[This article belongs to Volume - 54, Issue - 02]
Gongcheng Kexue Yu Jishu/Advanced Engineering Science
Journal ID : AES-26-12-2022-65

Title : DIAGNOSING CARDIOVASCULAR DISEASE: AN ASSOCIATIVE CLASSIFICATION USING MACHINE LEARNING APPROACH
M.T. Beig, Nitesh, Keshav Yadav, Rajiv, Ramesh Kumar Pandey

Abstract :

In the case of the human body, the central aspect of metabolism is the demand for oxygenated blood to complete the process. Wastes and deoxygenated blood must be pushed out of the many organs in the body due to metabolism for the human body to continue functioning. As the body's pumping organ, the heart pumps oxygenated blood to all body regions and eliminates wastes and deoxygenated blood. As a result, it is critical to have frequent check-ups to ensure optimal cardiac care. There are a variety of causes for this, including genetic background and some acquired habits that can hurt the heart. Several research studies have been published investigating human heart health prediction. In this study, we looked at 304 patient cases and attempted to identify the significant risk factors that could cause heart difficulties. This study aims to present a work that can be used as a first step in determining a probability score for a cardiac condition. The various risk factors can be the primary cause of a heart problem. This study looked at different categorization models to pinpoint cardiac conditions.

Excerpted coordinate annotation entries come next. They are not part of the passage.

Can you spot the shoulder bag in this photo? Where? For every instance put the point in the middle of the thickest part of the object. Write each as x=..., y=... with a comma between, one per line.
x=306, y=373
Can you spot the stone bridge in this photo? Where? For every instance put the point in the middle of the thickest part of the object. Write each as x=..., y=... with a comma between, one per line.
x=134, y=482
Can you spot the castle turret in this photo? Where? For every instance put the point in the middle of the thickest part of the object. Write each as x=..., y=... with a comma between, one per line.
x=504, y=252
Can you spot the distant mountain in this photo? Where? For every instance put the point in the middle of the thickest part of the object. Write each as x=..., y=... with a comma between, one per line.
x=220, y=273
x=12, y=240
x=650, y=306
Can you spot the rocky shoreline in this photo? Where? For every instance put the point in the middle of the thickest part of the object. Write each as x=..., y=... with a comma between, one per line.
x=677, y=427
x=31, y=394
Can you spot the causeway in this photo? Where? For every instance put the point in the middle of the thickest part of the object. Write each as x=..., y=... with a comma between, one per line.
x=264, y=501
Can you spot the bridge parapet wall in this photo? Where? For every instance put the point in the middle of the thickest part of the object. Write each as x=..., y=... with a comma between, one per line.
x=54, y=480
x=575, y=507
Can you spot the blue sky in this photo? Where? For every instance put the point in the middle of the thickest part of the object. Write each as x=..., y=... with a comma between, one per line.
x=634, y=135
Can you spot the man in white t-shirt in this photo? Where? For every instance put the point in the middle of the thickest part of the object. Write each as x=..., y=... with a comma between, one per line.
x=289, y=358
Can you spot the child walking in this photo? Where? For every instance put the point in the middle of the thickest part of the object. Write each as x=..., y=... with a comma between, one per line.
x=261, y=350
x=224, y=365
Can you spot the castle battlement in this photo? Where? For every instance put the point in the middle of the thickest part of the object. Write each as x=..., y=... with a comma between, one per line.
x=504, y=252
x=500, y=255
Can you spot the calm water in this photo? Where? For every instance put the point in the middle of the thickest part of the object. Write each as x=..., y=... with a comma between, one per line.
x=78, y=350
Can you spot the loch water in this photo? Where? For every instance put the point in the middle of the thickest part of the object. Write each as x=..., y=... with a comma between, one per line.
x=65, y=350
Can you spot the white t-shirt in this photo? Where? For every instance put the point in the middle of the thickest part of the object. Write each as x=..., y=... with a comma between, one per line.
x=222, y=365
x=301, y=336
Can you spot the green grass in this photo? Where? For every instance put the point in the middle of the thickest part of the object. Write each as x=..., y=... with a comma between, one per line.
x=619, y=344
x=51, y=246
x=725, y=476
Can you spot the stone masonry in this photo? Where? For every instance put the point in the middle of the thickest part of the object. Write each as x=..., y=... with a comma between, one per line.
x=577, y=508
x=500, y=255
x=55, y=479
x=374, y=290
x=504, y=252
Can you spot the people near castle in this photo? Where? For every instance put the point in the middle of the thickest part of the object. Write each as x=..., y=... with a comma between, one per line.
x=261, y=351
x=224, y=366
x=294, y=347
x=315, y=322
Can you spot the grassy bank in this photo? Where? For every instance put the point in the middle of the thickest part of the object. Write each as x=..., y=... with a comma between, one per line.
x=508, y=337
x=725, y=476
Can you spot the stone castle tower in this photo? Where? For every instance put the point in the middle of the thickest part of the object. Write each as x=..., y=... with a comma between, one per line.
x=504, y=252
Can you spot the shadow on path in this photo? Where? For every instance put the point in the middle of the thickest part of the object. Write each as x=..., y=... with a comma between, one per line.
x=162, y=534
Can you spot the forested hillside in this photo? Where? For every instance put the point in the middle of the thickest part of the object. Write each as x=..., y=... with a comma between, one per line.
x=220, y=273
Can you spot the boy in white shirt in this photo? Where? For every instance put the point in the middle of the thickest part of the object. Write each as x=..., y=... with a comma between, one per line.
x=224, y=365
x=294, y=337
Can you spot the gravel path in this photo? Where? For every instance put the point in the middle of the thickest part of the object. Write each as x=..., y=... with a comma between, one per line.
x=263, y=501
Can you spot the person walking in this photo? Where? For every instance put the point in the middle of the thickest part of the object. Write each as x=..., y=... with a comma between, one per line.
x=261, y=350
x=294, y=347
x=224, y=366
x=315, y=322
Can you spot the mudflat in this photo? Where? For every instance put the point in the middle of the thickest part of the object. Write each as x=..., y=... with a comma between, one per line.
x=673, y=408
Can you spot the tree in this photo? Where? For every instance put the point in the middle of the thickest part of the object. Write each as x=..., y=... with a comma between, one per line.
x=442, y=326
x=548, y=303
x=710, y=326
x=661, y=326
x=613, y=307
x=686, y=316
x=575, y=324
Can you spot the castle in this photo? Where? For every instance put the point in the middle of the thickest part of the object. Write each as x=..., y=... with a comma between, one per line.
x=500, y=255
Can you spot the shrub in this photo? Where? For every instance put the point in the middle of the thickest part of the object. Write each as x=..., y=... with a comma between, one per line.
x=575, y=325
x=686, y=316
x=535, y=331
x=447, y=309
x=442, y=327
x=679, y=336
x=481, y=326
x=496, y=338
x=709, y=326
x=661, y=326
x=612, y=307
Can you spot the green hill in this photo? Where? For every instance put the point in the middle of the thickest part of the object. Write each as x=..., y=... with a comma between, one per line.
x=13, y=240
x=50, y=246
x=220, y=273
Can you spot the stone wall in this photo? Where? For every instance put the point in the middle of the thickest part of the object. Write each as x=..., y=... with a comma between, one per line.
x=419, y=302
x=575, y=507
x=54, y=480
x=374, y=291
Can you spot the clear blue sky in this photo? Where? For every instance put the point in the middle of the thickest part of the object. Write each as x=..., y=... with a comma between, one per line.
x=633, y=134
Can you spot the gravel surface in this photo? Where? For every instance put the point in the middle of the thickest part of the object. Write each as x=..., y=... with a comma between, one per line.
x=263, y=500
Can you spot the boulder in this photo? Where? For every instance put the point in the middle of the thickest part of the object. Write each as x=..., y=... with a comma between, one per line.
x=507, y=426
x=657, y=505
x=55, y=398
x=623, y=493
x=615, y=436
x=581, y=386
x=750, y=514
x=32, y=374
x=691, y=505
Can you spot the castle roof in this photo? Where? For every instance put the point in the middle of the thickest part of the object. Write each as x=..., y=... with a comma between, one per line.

The fundamental goal of such an activity is to give a straightforward solution that can assist the patient in determining whether there is a statistical chance that a heart problem will occur. This solution is not intended to replace a medical practitioner but to assist any doctor in their diagnosis process. This procedure ensures that the therapy between a doctor and a patient is transparent. The number of False Positives and False Negatives produced by the model is verified, and the optimum algorithm for prediction is chosen based on that.